To satisfy this need, techniques have been developed that generate a real-time power flow in a distribution system using the limited real time power measurements that are available. Such techniques use historical usage information regarding individual loads of a distribution network to estimate power usage based on available real-time power consumption information. For example, real-time power consumption information may be available at different locations on feeder lines, which at least provides some detail as to the power consumption of the distribution system. The historical consumption statistics of various loads connected to the feeders is then used to extrapolate out the measured power consumption to each of the various loads.
For example, consider a situation in which there are three loads on a feeder line, and that real-time measurement information is available for the feeder line. Also consider that two of the loads have roughly the same historical energy consumption record, and that the other load has twice the energy consumption of each of the first two loads. In such a case, the real-time measured energy of the feeder may be allocated at a ratio of 1:1:2. For example, if the real-time measured power on the feeder is 12 kW, it can be assumed that the first two loads are each consuming 3 kW and the third load is consuming 6 kW. This method of allocation in determining real-time power flow is known as scaling.

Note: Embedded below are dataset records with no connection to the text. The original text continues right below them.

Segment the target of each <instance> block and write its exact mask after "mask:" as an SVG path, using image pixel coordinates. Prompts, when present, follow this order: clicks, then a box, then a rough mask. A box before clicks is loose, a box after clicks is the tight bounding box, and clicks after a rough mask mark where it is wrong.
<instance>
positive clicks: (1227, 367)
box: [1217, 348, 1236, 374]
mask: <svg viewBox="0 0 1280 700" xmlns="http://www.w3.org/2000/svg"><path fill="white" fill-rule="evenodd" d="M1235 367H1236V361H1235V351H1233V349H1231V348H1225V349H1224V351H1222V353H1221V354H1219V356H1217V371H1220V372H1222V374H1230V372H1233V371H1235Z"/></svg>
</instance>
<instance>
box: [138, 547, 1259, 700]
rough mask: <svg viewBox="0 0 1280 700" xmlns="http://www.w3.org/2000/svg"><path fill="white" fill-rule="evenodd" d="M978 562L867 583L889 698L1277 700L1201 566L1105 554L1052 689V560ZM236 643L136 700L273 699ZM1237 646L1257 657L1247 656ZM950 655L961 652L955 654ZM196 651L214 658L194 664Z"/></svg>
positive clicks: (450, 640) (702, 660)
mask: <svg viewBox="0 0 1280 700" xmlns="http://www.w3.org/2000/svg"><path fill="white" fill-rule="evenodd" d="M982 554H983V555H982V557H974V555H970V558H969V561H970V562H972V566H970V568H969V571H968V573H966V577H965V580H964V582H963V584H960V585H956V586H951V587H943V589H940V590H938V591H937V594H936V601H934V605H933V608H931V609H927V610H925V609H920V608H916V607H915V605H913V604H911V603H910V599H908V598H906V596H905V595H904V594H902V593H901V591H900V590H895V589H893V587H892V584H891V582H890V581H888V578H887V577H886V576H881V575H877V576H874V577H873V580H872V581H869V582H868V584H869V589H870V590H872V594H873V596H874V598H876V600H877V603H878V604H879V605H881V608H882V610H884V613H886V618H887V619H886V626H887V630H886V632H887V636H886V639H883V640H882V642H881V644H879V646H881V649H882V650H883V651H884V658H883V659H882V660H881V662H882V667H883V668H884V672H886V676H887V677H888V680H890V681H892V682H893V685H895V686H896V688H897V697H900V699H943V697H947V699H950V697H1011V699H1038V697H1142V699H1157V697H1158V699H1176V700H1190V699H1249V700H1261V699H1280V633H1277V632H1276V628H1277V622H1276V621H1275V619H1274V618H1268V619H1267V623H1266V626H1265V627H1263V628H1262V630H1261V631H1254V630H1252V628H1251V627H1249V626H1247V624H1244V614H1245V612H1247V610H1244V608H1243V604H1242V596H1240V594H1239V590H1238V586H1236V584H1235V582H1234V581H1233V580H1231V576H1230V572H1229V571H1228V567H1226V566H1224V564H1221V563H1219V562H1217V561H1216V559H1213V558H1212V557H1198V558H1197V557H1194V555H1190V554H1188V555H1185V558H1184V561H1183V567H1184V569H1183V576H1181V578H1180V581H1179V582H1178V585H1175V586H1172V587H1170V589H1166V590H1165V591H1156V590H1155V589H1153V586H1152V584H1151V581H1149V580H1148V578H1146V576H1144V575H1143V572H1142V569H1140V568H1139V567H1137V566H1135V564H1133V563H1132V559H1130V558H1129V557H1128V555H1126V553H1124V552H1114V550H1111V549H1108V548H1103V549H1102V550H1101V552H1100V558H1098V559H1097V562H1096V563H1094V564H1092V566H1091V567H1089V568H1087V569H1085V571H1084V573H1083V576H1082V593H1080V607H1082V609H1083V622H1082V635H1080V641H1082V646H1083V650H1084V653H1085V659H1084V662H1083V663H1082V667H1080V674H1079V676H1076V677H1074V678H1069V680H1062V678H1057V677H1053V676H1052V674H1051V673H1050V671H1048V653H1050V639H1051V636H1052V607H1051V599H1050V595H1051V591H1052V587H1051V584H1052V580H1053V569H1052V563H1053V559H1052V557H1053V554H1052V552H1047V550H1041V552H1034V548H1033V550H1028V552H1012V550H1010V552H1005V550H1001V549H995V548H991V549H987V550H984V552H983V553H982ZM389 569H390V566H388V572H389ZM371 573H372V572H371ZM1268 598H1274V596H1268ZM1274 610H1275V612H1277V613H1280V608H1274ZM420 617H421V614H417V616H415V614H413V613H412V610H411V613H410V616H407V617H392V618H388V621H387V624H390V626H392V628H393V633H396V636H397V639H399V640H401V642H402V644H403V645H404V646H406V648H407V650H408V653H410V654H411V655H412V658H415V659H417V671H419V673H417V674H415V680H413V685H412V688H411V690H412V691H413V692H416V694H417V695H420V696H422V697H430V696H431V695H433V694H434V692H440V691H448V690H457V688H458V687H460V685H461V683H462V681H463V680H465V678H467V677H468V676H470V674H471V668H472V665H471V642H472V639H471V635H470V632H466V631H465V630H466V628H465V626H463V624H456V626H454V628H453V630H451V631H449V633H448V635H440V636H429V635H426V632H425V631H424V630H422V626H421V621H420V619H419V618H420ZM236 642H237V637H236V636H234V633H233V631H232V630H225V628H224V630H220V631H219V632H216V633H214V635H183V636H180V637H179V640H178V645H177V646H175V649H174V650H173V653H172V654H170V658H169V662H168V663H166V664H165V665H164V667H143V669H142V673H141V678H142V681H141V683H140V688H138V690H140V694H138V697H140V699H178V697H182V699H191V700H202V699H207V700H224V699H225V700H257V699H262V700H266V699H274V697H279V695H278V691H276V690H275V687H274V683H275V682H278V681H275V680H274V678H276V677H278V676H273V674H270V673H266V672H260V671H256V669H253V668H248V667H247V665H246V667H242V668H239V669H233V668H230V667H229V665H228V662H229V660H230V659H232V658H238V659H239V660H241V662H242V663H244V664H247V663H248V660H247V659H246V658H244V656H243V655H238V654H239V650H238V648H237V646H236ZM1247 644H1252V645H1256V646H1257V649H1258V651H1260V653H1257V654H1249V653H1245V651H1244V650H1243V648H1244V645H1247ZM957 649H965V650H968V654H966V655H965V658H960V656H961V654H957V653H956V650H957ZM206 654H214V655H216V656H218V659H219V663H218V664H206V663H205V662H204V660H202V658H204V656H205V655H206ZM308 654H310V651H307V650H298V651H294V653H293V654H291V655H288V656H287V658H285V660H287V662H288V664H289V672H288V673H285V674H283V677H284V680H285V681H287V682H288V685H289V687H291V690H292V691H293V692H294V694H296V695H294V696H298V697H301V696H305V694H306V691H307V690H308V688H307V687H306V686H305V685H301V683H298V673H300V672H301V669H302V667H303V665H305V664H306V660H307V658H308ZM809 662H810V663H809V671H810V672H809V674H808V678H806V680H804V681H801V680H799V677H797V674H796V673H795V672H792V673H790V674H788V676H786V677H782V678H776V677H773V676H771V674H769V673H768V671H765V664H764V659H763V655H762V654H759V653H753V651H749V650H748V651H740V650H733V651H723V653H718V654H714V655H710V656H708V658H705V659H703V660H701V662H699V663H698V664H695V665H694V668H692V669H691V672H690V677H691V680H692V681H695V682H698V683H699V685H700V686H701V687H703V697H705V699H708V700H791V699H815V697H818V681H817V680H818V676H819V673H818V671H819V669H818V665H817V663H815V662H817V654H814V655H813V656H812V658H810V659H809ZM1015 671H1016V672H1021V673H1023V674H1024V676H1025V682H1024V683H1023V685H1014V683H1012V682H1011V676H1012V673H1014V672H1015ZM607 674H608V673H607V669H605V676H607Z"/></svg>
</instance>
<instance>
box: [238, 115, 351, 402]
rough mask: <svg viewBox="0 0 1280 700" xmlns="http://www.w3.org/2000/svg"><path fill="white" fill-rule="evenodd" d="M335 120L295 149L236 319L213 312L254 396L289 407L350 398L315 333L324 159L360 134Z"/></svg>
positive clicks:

Thus, through the use of scaling and other techniques known in the art, it is possible to estimate a real-time power flow (details of power usage at each load) for a distribution network having limited real-time power consumption measurement data. Examples of techniques for developing distribution system power flow in this manner are provided in I. Roytelman, S. M. Shahidehpour “State Estimation for Electric Power Distribution Systems in Quasi Real-Time Conditions”, IEEE Trans. On Power Delivery, Vol. 8, No. 4, 1993, pp. 2009–2015; and M. E. Baran, A. W. Kelley “A Branch-Current Based State Estimation Method for Distribution Systems”, IEEE Trans. On Power Systems, Vol. 10, No.1, 1995, pp.483–489, both of which are incorporated herein by reference.
However, there are several impediments to achieving an accurate power flow of a distribution system. Such impediments arise from difficulties in modeling certain types of transformers using standard power flow calculation techniques. For example, one common step in developing a standard power flow is to solve Kirchoff's law equations in matrix format: [I]=[Y][V]. One of the elements of the matrix equation is the admittance matrix [Y], where admittance is the inverse of impedance. During the power flow solution, the inverse of the admittance matrix must be taken. Under typical power flow circumstances, such an operation presents no great difficulty.
However, there exists a certain class of distribution transformers that raise issues with respect to the matrix equation solution. In particular, certain types of transformers connected in a delta configuration have windings that are not referenced to ground. When such “floating” transformer windings are factored into the matrix equations used to solve the power flow, they can generate a divide by zero error, which does not lead to a power flow solution. Thus, such floating transformer windings present a very real impediment to calculating real time power flow for a distribution system.
In addition, delta connected transformers also raise issues in the application of scaling procedures. In particular, the scaling procedures used to allocate measured composite power consumption to individual loads can break down for loads connected to delta connected transformers. Delta connected transformers introduce phase to phase currents which cannot be scaled using normal techniques.
As a consequence, there remains a need for real-time power flow in electrical distribution systems that overcomes problems presented by ungrounded or floating transformer windings and/or phase to phase loading.